El concepto de “imitación” presenta, además, en Balbuena una significación más amplia que la hasta aquí señalada y que tiene que ver con su manera de entender la literatura. En el “Prólogo” a su poema Bernardo (véase Davis) explica: “en la palabra imitación se excluye la historia verdadera, que no es sujeto de poesía, que ha de ser toda pura imitación y parto feliz de la imaginativa”.[13] La oposición entre la historia –como materia no literaria, que debe ser un discurso natural y ordenado, sujeto a la verdad– y la poesía, justifica en ésta el artificio, la novedad y lo imaginativo; en definitiva, Balbuena destaca que la literatura se trata de una “ficción” (véase Rivers y Cevallos). Desde esta perspectiva, la imitación que Balbuena hace de Sannazaro u otro autor concreto hay que entenderla como parte de un proceso creativo dominado por la “imaginación”, término que define, en gran manera, el quehacer literario del autor del Siglo de Oro.
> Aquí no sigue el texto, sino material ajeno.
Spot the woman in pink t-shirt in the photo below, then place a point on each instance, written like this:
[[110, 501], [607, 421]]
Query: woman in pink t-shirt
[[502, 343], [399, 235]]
mostrar Los sirgueros de la virgen sin original pecado (1620): La actualización del mito pastoril

Los sirgueros apenas ha tenido lectores ni críticos que se ocupen de ella. Ciertamente, la carencia de ediciones hace difícil su lectura: después de la rara edición original de 1620[14] sólo ha visto la luz, fragmentariamente, en 1944.[15] Tampoco, desde la perspectiva de la crítica ha tenido mucha suerte esta novela: un único artículo de investigación.[16] Tanto el “Prólogo” de Agustín Yáñez a su edición como la opinión de Enrique Anderson Imbert en dicho artículo y lo señalado en su conocida Historia de la literatura hispanoamericana del Fondo de Cultura Económica han sido determinantes para la recepción crítica de la novela. La preferencia de Yáñez por el Auto del triunfo de la Virgen, incluido en la tercera parte de la novela, valorado muy positivamente frente al estilo “rebuscado e híbrido” e “hinchada prosa” (Sirgueros, “Prólogo”, pp. xiv-xv) del resto de la novela, se ha convertido en lugar común. Llega Yáñez a dudar de que Bramón sea el autor del Auto, algo que carece de fundamento y que Anderson Imbert critica: “no sólo la novela y el auto son interdependientes, sino que en esa interdependencia reside el mayor valor de Los sirgueros: es la novela de la creación de un auto” (1960, p. 33). Los dos estilos que tanto extrañan a Yáñez encuentran una sencilla explicación en cuanto novela y auto se corresponden con dos géneros diferentes, tal como señala Anderson Imbert.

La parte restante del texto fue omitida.